Life history interview conducted by Mike Dicianna.

September 2, 2014

Biography

Paul Edward Kopperman was born in 1945 in Barranquilla, Colombia, where his father had found work and his family had temporarily relocated. In 1953 the Koppermans returned to their native New York City where Kopperman attended Forest Hills High School and, later, Queens College.

Kopperman entered his undergraduate studies intending to be a veterinarian. During his sophomore year at Queens however, he took his first college history course, and by the time he was a junior he had switched majors. In 1966 Kopperman graduated with a B.A. in History and a minor in Biochemistry. He began his master's degree studies at Queens the following year, but later decided to transfer to the University of Illinois at Urbana-Champaign. In 1969, at Illinois, he completed his master's dissertation, "The Historiography of the Origins of the Spanish Armada." Keenly interested in British history, Kopperman focused on the Tudor-Stuart 16th and 17th centuries for his Ph.D. work, completing a biography, "Sir Robert Heath (1575-1649)," as his dissertation in 1972.

After finishing his doctoral work, Kopperman moved to Macquarie University in Sydney, Australia to lecture in British history. Two years later, in 1974, he returned to the United States and, during another stint at the University of Illinois, began researching General Edward Braddock's 1755 defeat at the Battle of Monongahela, which he later published as a book. During this time, between visiting professorships at Illinois, Kopperman returned to New York City to live with his mother and work in a factory. In the Fall of 1978, Kopperman found a permanent institutional home when he was hired as an assistant professor of history at Oregon State University.

Once arrived at OSU, Kopperman began reaching out to the local Jewish community. Most notably, in 1980 he became the advisor for Hillel, a national Jewish student society, and remained active in this capacity until 2001.

In the mid-1980s Corvallis experienced a number of incidents of hostility toward the area's Jews, including distribution of anti-Semitic and neo-Nazi literature and, in 1985, broadcast of a public television program that included a sympathetic interview with leaders of hate groups. Kopperman joined with others in the community by speaking out against the incidents. It was in this context that Graham Spanier, OSU Provost and the son of a Holocaust survivor, decided to take advantage of a 1979 Congressional act that devoted a week each spring to Holocaust remembrance.
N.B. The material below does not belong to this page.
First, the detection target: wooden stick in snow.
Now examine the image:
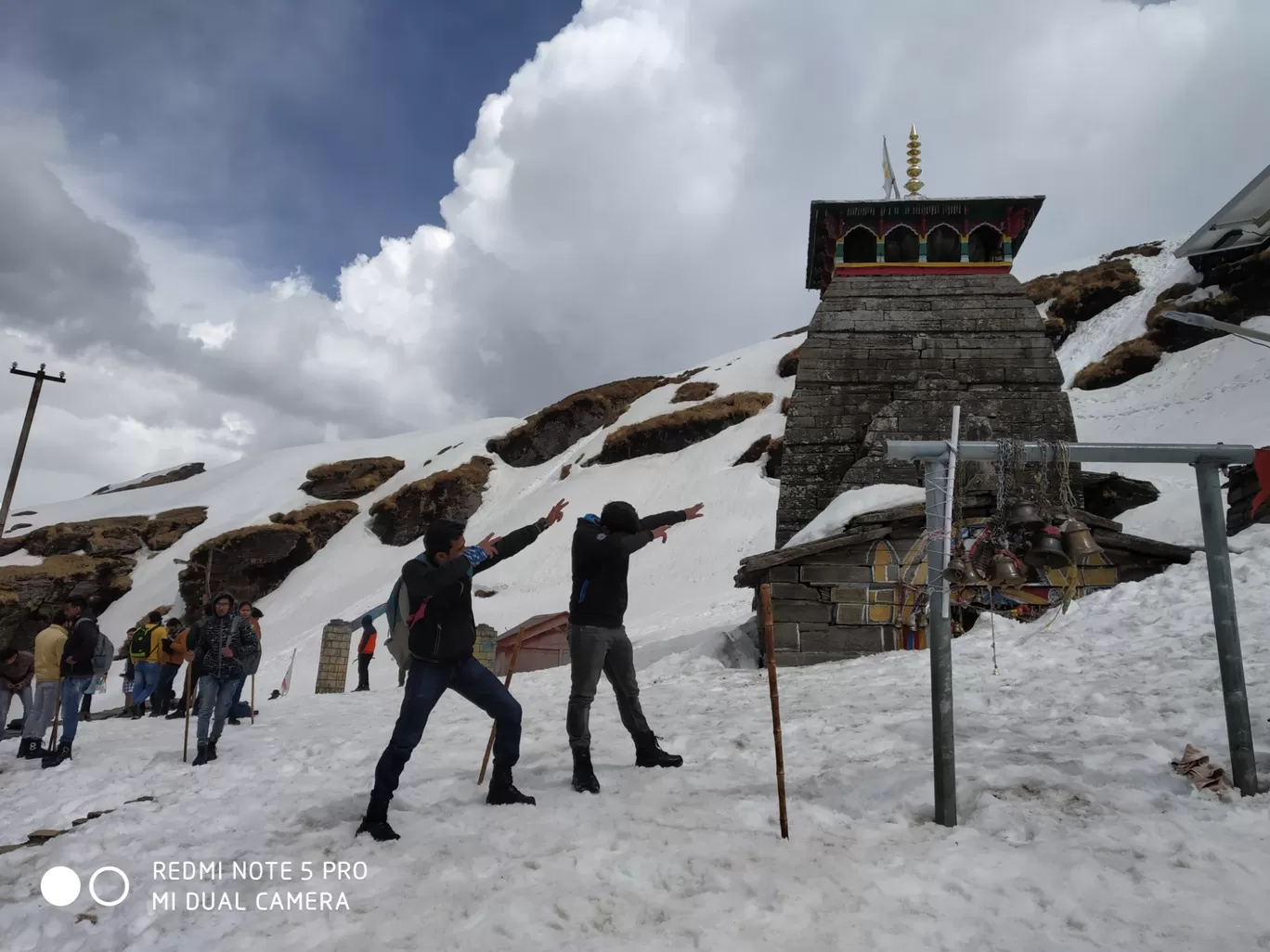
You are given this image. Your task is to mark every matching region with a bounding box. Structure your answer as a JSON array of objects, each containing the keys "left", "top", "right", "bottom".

In 1986 Spanier asked Miriam Orzech, director of the university's Educational Opportunities Program, to assist him with the planning of a Holocaust Remembrance Week. Kopperman was invited to join the committee that Orzech subsequently put together and, in April 1987, OSU held its first Remembrance Week. The event has taken place annually ever since, with Kopperman continuing his yearly involvement. In 1993 Orzech retired from the Holocaust Committee and Kopperman filled her seat as program director, a position that he continues to hold.

Kopperman was promoted to professor in 1990, and continues to teach in OSU's School of History, Philosophy and Religion. For fifteen years the advisor of the OSU History Club, he currently advises the Religious Studies Club and teaches the interdisciplinary course "Why War?" as well as two online courses. He is also working on a new book, studying health and sickness in the 18th century British Army.